As we all go through this pandemic we need to be aware that others will invite us to their table, not physically of course. But they will invite us when they are trying to figure out how to make a living on an unemployment check. They will invite us when there is not enough food in their cupboards, they will invite us when their communities experience gentrification, they will invite us when their health care no longer exist, they will invite us when they are unable to bury their child due to senseless gun violence. And they will invite us as Covid-19 tears apart all they have worked for. I never sat down at the table of the Uber driver taking care of four children. I heard her and smile, nod. Maybe none of us that day, actually took time to sit at her table.
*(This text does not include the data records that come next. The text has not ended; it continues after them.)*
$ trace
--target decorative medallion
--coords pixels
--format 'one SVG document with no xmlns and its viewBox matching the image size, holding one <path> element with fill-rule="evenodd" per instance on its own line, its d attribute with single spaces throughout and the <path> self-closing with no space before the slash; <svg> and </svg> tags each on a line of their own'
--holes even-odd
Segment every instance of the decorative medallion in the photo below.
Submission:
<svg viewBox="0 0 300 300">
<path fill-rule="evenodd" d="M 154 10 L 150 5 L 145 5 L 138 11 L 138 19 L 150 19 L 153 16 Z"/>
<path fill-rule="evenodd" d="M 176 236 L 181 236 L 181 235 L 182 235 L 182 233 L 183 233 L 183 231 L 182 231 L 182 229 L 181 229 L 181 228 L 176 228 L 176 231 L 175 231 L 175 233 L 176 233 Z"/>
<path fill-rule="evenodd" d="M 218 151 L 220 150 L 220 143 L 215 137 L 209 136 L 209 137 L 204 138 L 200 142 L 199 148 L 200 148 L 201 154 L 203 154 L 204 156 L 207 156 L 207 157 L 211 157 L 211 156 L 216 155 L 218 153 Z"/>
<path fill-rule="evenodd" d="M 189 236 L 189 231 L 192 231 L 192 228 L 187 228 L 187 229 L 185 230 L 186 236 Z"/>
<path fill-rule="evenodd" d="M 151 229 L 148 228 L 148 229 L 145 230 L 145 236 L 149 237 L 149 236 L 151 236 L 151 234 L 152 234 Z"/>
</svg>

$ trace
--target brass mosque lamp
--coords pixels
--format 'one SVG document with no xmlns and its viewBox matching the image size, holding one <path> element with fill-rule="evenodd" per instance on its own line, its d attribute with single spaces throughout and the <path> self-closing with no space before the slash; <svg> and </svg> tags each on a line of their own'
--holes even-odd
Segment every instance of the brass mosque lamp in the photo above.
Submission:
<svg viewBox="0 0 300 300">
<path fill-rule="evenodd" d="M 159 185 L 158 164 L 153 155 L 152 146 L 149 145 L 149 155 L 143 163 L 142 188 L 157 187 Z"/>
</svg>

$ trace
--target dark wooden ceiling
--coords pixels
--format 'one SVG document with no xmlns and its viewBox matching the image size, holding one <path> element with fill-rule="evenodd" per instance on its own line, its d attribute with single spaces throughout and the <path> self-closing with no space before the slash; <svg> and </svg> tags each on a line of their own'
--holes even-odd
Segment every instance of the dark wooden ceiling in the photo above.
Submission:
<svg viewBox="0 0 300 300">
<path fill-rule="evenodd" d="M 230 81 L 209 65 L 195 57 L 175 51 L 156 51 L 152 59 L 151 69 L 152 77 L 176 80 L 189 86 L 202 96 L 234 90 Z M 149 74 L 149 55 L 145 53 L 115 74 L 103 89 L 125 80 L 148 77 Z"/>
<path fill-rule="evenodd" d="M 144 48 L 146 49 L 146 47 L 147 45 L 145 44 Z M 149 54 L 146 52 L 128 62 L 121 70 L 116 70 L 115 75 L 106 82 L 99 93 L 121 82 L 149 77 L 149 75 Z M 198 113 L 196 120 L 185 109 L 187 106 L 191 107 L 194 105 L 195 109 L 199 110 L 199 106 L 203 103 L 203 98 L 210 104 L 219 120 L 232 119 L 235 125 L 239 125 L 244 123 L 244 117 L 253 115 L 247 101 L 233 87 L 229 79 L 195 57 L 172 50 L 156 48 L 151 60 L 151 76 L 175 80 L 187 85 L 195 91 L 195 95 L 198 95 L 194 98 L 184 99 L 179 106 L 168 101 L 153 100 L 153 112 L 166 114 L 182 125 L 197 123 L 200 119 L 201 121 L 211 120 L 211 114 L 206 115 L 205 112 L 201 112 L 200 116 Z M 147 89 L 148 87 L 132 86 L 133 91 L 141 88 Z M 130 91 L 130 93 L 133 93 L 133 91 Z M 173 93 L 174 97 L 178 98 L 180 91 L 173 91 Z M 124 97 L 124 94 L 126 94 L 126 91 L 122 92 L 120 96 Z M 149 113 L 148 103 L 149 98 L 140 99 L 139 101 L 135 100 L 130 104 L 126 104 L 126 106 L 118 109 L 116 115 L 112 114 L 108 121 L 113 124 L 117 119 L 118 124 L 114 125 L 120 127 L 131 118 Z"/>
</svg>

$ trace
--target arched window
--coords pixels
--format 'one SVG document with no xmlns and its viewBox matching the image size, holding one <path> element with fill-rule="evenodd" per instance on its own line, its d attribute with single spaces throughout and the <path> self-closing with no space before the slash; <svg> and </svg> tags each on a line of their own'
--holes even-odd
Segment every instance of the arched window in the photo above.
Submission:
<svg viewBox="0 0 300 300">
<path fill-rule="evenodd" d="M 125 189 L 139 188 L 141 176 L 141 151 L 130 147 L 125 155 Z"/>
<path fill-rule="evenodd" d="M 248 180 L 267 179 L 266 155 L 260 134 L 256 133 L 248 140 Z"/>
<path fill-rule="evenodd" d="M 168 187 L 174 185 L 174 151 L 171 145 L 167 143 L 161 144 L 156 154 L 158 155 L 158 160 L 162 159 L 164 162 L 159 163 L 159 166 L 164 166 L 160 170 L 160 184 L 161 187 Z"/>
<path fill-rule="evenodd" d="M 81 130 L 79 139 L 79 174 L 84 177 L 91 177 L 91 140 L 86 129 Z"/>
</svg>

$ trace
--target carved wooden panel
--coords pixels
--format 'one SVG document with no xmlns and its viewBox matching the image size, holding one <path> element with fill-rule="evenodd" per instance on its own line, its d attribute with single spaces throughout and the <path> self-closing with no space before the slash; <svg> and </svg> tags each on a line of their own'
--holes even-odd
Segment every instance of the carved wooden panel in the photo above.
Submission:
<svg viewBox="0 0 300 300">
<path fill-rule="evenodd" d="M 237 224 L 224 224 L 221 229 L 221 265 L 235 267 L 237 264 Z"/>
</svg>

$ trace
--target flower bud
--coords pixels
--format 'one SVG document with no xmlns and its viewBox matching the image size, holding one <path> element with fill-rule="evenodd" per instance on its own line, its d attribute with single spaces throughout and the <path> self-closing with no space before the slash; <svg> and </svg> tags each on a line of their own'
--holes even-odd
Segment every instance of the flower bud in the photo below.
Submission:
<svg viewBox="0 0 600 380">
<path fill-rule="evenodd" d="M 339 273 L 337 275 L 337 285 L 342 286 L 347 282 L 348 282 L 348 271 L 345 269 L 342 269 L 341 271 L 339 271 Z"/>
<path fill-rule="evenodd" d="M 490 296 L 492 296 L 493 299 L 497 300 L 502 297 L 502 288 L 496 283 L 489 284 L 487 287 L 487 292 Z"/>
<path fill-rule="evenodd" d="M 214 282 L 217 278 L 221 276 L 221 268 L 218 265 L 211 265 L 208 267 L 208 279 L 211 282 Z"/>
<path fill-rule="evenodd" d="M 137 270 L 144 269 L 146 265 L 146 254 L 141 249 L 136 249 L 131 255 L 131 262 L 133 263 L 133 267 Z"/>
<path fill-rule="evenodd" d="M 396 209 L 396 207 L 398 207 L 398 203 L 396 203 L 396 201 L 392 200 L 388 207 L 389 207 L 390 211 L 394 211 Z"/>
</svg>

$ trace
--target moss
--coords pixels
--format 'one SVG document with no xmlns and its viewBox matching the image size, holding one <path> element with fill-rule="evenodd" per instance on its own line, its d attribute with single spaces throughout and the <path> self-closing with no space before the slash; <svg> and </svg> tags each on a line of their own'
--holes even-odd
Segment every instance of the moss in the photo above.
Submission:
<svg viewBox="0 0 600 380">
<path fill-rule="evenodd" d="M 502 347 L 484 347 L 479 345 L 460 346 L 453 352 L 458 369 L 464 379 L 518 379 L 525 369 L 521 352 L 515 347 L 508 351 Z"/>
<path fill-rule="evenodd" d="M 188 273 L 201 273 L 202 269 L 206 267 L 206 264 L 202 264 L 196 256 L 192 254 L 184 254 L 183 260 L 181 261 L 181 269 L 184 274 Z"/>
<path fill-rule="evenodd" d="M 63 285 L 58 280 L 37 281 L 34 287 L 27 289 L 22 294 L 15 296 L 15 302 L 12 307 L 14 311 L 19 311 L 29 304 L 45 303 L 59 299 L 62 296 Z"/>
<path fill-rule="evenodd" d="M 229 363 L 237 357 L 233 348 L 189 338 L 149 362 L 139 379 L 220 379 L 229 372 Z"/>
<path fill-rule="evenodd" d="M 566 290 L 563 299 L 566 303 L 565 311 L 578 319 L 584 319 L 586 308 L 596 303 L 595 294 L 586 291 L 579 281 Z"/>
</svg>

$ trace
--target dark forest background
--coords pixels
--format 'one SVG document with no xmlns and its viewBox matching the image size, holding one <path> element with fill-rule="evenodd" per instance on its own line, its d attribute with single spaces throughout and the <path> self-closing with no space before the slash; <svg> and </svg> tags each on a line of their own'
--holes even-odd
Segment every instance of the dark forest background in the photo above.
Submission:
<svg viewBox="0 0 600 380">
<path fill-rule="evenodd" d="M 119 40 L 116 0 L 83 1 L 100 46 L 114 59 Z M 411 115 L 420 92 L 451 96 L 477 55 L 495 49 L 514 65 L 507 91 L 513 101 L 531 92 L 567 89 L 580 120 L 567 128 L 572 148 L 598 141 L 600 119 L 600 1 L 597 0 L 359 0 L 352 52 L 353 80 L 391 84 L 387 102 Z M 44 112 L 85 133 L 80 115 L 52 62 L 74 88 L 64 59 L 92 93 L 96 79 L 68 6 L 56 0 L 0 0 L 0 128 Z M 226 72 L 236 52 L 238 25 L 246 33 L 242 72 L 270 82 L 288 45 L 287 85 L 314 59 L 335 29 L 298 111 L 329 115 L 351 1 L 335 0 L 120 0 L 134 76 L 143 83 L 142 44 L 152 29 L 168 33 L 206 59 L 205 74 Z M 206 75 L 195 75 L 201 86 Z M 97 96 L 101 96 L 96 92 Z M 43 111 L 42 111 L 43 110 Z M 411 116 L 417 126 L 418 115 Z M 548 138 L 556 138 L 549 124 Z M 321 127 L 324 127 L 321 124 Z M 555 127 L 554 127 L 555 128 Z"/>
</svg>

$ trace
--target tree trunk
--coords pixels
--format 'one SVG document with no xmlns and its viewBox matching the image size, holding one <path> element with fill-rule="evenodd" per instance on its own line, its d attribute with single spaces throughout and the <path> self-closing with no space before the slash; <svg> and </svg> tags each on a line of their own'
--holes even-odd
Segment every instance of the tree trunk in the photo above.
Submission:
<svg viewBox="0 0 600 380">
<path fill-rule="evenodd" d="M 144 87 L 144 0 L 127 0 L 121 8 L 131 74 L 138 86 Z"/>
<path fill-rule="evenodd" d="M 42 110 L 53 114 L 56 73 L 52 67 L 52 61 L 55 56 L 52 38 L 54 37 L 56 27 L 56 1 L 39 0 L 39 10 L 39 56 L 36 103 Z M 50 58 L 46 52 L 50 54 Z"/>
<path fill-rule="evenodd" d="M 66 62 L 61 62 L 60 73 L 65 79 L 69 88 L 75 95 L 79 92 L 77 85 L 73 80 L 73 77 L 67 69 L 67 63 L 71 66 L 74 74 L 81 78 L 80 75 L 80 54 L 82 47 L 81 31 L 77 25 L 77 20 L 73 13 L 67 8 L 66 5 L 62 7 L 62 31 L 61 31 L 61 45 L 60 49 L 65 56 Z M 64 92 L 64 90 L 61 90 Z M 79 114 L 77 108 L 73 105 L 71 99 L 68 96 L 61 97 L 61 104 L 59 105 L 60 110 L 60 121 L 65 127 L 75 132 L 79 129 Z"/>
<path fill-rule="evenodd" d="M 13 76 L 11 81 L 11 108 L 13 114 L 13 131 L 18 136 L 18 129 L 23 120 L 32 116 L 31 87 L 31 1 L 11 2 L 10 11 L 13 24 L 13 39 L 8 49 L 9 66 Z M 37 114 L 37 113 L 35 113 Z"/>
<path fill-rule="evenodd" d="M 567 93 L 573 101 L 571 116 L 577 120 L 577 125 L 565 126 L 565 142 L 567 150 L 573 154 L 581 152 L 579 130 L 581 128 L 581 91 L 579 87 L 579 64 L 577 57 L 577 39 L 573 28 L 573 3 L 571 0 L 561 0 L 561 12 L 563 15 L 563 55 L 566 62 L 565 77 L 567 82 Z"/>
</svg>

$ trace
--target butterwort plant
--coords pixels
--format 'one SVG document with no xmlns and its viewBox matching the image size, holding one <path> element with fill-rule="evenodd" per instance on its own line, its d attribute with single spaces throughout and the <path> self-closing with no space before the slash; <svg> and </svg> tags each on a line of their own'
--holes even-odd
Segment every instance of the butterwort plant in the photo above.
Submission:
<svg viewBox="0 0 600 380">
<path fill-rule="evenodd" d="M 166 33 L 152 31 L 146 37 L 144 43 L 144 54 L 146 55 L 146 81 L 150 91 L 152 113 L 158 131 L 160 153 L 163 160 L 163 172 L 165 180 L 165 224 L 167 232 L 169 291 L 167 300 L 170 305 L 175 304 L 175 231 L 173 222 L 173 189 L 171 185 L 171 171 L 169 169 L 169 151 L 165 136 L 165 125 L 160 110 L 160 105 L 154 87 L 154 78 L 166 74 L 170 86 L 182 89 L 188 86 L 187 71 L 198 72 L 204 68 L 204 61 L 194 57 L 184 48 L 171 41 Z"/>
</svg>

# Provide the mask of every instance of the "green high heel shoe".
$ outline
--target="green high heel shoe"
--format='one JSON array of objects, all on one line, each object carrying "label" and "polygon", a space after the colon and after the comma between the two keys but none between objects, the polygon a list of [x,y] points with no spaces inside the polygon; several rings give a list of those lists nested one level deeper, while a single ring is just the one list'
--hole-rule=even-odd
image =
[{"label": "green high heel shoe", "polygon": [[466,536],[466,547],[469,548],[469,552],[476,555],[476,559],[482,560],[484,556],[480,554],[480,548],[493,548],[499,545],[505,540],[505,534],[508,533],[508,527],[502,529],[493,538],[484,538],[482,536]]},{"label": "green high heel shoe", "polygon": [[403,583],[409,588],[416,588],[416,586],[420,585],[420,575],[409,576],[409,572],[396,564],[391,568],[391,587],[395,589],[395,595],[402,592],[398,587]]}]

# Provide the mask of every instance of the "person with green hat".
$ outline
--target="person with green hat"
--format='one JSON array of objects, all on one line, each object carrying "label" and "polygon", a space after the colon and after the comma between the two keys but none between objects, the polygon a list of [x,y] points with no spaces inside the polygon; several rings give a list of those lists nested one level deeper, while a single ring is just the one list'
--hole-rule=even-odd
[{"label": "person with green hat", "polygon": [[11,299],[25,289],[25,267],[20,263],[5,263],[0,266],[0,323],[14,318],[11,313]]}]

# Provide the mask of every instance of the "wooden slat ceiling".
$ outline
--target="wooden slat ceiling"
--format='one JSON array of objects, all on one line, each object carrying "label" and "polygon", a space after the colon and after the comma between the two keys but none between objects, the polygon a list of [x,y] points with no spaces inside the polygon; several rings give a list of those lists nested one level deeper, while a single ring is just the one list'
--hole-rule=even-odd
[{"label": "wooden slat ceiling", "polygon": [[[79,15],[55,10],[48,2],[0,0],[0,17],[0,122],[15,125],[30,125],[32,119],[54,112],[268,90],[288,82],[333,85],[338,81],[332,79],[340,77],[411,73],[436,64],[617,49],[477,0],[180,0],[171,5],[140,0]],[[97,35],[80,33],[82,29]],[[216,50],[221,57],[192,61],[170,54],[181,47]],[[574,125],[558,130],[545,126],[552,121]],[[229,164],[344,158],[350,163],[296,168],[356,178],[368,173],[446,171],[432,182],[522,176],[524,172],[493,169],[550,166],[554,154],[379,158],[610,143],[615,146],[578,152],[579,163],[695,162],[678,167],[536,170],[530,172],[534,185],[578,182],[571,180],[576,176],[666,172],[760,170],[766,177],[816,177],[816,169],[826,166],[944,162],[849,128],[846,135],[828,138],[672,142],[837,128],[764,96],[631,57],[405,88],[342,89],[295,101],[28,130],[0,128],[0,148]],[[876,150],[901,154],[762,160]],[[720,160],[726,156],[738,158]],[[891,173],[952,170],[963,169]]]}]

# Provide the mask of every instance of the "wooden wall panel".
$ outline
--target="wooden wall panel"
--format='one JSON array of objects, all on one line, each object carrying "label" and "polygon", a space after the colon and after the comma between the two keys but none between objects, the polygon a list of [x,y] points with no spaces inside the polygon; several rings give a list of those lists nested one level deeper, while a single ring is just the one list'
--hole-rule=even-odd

It requires the discomfort to leave ours, knowing that we may not have all the answers or knowing that maybe just sitting with her trouble is all that’s required. Maybe we didn’t think her table was worthy enough or maybe we just wanted to feel good, smile, nod and dream of what can be instead of dealing with the ugliness of what is. The Uber driver table is worthy. The four children’s table is worthy. The homeless mom’s table is worthy. Sitting at the table means that you will probably get food thrown on you, you may not like the main dish, the kool-aid may not be sweet enough, but hey, deal with! Don’t you think they’ve sat at your table long enough?
Sit at someone’s table where life happens and trouble comes. Don’t rush through the meal and conversation; it is a worthy table with worthy people.